Ronnie O'Sullivan knocked in four century breaks as he beat Ding Junhui 10-3 to win his third Masters title in front of a raucous Wembley Arena crowd.
Magnificent O'Sullivan celebrates his third Masters victory
O'Sullivan lost the first two frames to the 19-year-old Chinese star but roared back to lead 5-3 at the interval.
The unstoppable Rocket raced through the next four frames to move 9-3 ahead, prompting Ding to offer his hand in resignation before leaving the arena.
Ding, who thought it was a best-of-17 final, returned but O'Sullivan pounced.
O'Sullivan put his arm around a visibly distraught Ding just before the players walked off for the first interval of the session after the teenager offered his hand.

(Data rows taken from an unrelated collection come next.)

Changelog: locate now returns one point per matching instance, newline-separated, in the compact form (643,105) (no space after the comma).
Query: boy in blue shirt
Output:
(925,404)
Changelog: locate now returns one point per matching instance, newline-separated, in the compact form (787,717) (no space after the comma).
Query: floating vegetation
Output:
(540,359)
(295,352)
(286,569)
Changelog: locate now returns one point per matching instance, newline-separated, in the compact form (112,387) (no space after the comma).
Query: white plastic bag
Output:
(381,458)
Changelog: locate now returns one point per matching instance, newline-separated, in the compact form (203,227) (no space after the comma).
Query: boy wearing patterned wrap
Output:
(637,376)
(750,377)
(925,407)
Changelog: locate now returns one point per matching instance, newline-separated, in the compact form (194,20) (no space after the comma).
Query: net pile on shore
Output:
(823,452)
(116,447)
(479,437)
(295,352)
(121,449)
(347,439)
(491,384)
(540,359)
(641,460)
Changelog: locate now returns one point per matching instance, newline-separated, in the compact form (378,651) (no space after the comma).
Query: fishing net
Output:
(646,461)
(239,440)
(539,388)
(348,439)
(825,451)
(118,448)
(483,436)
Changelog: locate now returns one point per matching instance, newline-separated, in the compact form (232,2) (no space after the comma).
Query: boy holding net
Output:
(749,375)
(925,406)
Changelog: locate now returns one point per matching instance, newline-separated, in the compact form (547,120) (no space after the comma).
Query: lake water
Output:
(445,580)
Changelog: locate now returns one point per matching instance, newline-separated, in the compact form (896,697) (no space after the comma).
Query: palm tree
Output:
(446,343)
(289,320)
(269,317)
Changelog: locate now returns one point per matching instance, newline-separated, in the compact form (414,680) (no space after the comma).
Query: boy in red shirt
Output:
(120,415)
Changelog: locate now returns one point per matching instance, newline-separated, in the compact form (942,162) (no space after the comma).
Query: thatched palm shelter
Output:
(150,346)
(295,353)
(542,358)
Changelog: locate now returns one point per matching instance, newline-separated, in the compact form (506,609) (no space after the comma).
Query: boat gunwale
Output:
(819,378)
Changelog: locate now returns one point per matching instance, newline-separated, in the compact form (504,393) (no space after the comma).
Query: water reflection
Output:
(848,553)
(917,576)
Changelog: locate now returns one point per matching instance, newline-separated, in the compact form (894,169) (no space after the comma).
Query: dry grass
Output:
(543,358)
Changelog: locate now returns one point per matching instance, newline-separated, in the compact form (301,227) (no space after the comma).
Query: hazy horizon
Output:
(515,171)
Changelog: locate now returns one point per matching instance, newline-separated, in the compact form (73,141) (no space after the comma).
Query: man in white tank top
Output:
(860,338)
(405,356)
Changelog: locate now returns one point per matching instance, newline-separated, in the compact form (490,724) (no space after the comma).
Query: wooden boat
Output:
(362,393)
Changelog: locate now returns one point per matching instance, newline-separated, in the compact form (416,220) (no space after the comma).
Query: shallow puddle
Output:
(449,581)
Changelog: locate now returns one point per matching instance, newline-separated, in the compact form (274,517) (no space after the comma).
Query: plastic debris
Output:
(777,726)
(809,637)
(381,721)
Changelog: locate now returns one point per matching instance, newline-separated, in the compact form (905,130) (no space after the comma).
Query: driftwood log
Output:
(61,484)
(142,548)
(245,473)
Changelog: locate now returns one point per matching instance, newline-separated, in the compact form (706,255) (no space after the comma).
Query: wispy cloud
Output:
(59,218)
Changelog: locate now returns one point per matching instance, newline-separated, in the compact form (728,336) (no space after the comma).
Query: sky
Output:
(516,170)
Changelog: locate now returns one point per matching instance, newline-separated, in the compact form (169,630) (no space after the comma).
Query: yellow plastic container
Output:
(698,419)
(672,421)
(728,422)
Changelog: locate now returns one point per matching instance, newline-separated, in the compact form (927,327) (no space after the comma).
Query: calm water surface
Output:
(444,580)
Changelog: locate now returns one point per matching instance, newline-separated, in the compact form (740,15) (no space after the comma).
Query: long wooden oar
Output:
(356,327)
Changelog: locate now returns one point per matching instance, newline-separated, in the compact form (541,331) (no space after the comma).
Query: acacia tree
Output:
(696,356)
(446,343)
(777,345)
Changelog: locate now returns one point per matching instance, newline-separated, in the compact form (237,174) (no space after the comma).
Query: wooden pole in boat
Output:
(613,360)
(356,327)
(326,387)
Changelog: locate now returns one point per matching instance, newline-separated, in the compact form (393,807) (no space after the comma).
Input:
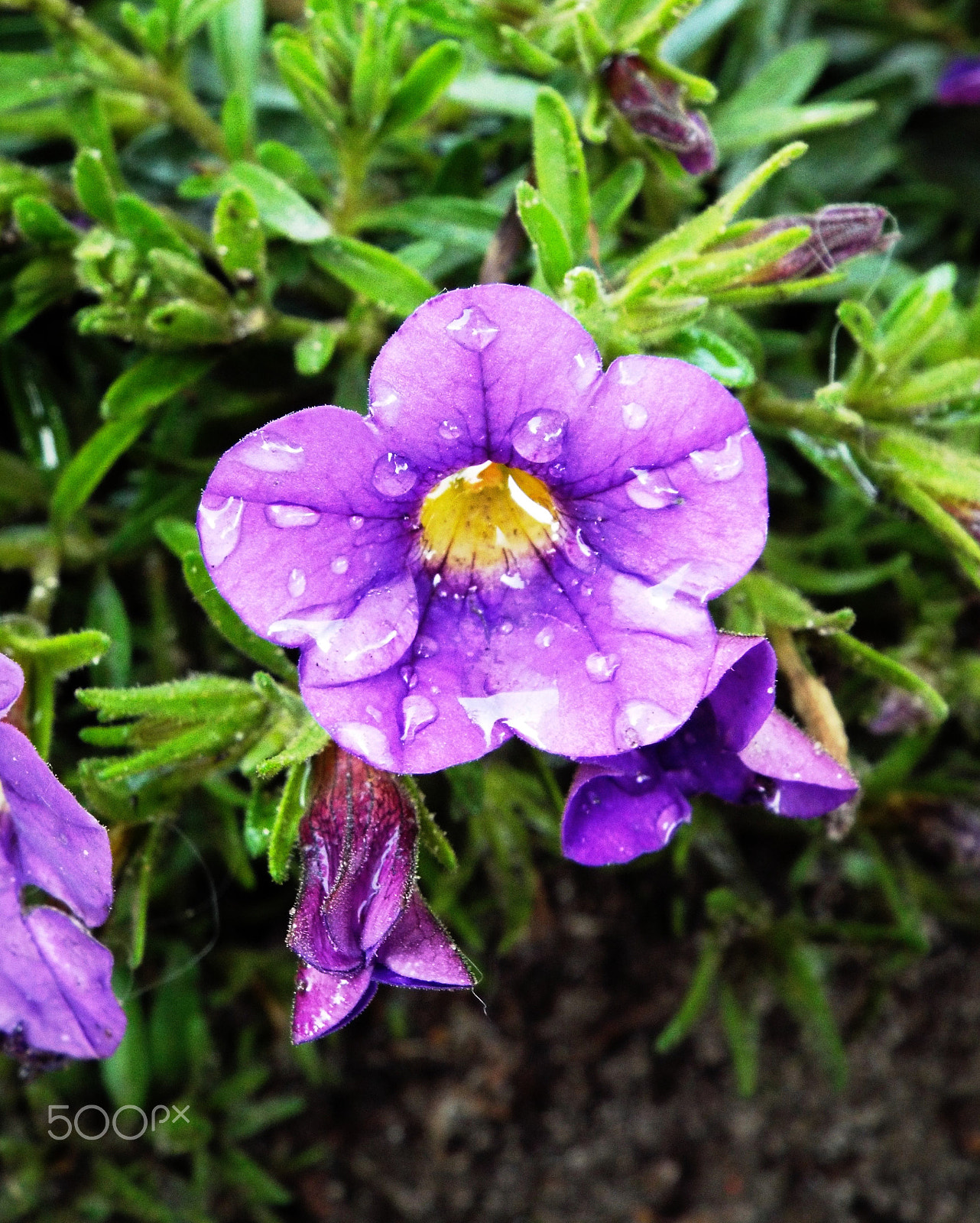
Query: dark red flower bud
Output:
(654,105)
(837,232)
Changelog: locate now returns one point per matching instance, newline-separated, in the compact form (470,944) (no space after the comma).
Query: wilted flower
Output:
(55,994)
(654,105)
(360,919)
(735,746)
(959,83)
(511,543)
(837,232)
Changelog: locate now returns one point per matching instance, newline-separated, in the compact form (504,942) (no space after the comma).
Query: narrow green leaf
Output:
(422,86)
(560,164)
(373,273)
(287,825)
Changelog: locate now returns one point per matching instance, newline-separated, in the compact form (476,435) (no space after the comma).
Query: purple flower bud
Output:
(959,83)
(360,919)
(55,994)
(654,105)
(837,232)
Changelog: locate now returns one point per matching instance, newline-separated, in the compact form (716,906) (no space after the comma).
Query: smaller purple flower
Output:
(735,746)
(360,920)
(959,83)
(654,105)
(55,992)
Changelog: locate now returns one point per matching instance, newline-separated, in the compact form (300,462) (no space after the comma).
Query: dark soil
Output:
(553,1107)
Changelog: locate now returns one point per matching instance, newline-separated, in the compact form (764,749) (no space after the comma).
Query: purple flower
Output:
(654,105)
(360,919)
(513,542)
(959,83)
(735,746)
(55,994)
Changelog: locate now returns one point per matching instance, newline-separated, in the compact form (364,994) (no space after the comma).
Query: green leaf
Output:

The Rocket himself had walked out of his UK Championship quarter-final with Stephen Hendry last month, and spectators and BBC commentators were unsure whether Ding would come back.
The players did return after a 20-minute break but Ding, who seemed particularly upset by remarks from a member of the boisterous crowd, had lost his form and was struggling to hold back the tears.
Thankfully O'Sullivan, with a break of 74, won the first frame after the interval to secure the title and end Ding's misery.
Afterwards, O'Sullivan paid tribute to his opponent and said: "Ding is one of the rarest talents that I have seen.
There is no doubt in my mind that Ding will become a multiple world champion
"There is no doubt in my mind that he will become a multiple world champion."
Ding, speaking through a translator, he said: "It is very different to events like the China Open because the fans go in groups and I felt very alone here.
"I was a bit annoyed with some of comments because I couldn't concentrate."
Ding had started the final in impressive form and stole a two-frame lead thanks to breaks of 77 and 109.
But O'Sullivan, Masters champion in 1995 and 2005, rolled in breaks of 55, 99, 128 and 101 to power ahead.
Shattered Ding is consoled by O'Sullivan at the final break
Ding managed to stop the rot by potting a wonderful long pink to make it 4-3 but the Englishman's third century, a rapid 116, saw him open a 5-3 lead at the end of the first session.
The two-time world champion's stunning form continued in the evening session with a brilliant 96 break and then a run of 66.
The Chinese player was struggling to keep his game together and O'Sullivan quickly made it 8-3 with another dazzling century break.
His 143 was the second highest of the tournament after Ding's 147 maximum in the wildcard round.
Ding failed to take advantage of a chance in the 12th frame and O'Sullivan got back in to take it with a 49 run and he needed just one more frame for victory.